The new namespace symtab_reader contains a couple of new components that
work loosely coupled together. Together they allow for a consistent view
on a symbol table. With filter criteria those views can be restricted,
iterated and consistent lookup maps can be built on top of them. While
this implementation tries to address some shortcomings of the previous
model, it still provides the high level interfaces to the symbol table
contents through sorted iterating and name/address mapped access.
symtab_reader::symtab
While the other classes in the same namespace are merely helpers, this
is the main implementation of symtab reading and storage.
Symtab objects are factory created to ensure a consistent construction
and valid invariants. Thus a symtab will be loaded by either passing
an ELF handle (when reading from binary) or by passing a set of
function/variable symbol maps (when reading from XML).
When constructed they are considered const and are not writable
anymore. As such, all public methods are const.
The load reuses the existing implementation for loading symtab
sections, but since the new implementation does not distinguish
between functions and variables, the code could be simplified. The
support for ppc64 function entry addresses has been deferred to a
later commit.
Linux Kernel symbol tables are now directly loaded by name when
encountering symbols prefixed with the __ksymtab_ as per convention.

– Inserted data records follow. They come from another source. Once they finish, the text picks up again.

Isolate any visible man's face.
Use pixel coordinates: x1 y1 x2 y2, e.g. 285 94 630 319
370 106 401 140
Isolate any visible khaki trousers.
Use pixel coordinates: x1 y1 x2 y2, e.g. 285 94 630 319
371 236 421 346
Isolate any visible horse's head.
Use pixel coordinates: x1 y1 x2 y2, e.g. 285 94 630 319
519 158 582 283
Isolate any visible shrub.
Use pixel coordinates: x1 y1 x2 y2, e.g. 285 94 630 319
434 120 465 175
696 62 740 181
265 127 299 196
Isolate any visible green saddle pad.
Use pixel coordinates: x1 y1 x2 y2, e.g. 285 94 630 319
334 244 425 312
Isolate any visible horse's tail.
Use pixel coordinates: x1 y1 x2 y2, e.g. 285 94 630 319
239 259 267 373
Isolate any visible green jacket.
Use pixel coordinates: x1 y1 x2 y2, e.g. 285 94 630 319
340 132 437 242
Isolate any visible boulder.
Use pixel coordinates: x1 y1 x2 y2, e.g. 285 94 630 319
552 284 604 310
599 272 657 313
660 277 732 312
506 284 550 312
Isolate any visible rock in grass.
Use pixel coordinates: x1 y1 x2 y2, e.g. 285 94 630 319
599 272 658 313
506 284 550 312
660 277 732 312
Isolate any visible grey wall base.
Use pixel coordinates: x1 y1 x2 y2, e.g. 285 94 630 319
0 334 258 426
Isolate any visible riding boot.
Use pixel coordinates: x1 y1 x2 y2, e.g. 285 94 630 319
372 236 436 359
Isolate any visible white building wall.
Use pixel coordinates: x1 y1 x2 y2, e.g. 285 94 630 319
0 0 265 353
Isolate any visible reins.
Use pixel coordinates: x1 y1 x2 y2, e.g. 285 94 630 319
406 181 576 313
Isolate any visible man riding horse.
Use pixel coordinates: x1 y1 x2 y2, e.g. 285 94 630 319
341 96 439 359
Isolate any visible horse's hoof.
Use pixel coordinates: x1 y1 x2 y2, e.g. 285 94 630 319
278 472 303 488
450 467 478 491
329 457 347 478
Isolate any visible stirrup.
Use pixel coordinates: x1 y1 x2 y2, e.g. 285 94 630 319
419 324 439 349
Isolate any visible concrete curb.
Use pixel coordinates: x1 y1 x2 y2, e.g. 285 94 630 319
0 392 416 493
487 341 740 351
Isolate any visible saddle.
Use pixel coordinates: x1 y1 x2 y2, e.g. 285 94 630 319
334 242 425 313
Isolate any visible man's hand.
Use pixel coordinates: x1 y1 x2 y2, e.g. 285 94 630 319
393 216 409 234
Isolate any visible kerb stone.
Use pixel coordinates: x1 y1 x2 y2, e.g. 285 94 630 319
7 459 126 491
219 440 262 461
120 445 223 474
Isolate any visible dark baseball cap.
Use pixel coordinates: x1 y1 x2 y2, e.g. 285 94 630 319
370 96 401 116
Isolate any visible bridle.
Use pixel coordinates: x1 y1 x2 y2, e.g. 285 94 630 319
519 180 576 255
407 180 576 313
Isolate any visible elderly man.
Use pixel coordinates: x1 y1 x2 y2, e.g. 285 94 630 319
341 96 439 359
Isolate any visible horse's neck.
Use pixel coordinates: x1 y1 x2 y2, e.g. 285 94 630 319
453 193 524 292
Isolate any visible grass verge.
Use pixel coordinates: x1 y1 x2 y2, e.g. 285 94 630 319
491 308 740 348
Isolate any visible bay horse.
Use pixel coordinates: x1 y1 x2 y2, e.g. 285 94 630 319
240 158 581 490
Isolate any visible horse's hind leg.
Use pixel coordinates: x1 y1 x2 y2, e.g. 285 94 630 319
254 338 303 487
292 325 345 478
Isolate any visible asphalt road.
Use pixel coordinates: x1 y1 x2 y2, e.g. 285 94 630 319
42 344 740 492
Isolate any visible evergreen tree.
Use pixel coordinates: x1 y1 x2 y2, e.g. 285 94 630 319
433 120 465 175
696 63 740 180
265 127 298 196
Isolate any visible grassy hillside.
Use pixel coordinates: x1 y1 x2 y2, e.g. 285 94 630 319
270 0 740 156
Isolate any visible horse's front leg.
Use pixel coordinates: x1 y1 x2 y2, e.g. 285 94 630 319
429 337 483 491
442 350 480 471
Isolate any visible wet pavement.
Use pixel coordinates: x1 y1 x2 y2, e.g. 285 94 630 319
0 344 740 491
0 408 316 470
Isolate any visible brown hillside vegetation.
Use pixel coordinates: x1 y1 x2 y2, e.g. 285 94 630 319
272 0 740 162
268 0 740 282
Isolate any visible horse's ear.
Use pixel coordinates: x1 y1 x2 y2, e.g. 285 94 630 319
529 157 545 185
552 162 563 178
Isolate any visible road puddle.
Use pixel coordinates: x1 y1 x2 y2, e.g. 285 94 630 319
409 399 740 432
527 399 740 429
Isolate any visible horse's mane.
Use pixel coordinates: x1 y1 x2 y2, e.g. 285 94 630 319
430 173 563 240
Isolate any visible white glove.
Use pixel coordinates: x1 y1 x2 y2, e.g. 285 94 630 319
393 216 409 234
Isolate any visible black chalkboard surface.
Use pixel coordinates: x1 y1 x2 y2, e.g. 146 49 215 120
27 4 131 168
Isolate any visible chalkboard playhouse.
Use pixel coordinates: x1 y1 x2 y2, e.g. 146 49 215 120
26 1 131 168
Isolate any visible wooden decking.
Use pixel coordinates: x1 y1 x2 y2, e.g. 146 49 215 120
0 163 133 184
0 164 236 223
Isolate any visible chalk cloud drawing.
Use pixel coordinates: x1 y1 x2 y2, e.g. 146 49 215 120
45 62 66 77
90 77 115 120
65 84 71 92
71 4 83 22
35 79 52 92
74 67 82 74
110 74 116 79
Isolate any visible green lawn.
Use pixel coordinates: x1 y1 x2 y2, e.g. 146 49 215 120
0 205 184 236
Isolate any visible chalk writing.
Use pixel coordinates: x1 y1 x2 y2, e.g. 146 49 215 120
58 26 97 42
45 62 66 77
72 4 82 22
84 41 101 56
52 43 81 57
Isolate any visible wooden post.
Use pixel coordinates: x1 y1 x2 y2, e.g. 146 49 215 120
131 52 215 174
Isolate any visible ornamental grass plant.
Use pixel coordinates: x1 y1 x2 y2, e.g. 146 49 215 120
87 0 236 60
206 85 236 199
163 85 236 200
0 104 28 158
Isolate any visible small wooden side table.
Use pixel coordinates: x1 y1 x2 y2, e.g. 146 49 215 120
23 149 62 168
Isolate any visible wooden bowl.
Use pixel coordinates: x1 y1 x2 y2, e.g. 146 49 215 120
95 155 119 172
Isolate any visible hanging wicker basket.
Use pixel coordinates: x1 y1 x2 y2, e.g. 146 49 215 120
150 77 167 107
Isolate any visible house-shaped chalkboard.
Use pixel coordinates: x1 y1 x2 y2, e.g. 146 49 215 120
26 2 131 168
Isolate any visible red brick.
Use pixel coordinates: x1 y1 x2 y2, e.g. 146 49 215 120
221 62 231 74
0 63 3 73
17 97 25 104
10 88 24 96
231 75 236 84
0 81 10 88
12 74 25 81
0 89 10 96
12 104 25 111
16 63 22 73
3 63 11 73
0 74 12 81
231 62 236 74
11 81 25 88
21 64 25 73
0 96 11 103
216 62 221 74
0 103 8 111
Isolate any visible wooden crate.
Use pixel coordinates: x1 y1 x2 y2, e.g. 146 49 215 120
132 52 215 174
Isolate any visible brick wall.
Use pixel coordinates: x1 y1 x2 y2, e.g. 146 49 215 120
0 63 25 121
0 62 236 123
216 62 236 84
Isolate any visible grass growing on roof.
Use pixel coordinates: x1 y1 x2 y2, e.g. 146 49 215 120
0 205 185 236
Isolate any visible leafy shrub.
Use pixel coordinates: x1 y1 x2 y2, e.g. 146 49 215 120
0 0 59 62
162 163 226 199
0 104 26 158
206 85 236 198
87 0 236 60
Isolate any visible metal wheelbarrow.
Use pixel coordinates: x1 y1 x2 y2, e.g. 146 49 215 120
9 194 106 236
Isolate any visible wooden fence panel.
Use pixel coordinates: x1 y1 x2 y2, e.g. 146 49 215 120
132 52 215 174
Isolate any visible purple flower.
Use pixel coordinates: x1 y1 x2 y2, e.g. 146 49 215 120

This has been tricky in the past due to various different binary
layouts (relocations, position relative relocations, symbol
namespaces, CFI indirections, differences between vmlinux and kernel
modules). Thus the new implementation is much simpler and is less
vulnerable to future ksymtab changes. As we are also not looking up
the Kernel symbols by addresses, we could resolve shortcomings with
symbol aliasing: Previously a symbol and its alias were
indistinguishable as they are having the same symbol address. We could
not identify the one that is actually exported via ksymtab.
One major architectural difference of this implementation is that we
do not early discard suppressed symbols. While we keep them out of the
vector of exported symbols, we still make them available for lookup.
That helps addressing issues when looking up a symbol by address (e.g.
from the ksymtab read implementation) that is suppressed. That would
fail in the existing implementation.
Still, we intend to only instantiate each symbol once and pass around
shared_ptr instances to refer to it from the vector as well as from
the lookup maps.
For reading, there are two access paths that serve the existing
patterns:
1) lookup_symbol: either via a name or an address
2) filtered iteration with begin(), end()
The former is used for direct access with a clue in hand (like a name
or an address), the latter is used for iteration (e.g. when emitting
the XML).
symtab_reader::symtab_iterator
The symtab_iterator is an STL compatible iterator that is returned
from begin() and end() of the symtab. It allows usual forward iterator
operations and can optionally take a filter predicate to skip non
matching elements.
symtab_reader::symtab_filter
The symtab_filter serves as a predicate for the symtab_iterator by
providing a matches(const elf_symbol_sptr&) function. The predicate
is built by ANDing together several conditions on attributes a symbol
can have. The filter conditions are implemented in terms of
std::optional<bool> members to allow a tristate: "needs to have the
condition set", "must not have it set" and "don't care".
symtab_reader::filtered_symtab
The filtered_symtab is a convenience zero cost abstraction that allows
prepopulating the symtab_filter (call it a capture) such that begin()
and end() are now accessible without the need to pass the filter
again. Argumentless begin() and end() are a requirement for range-for
loops and other STL based algorithms.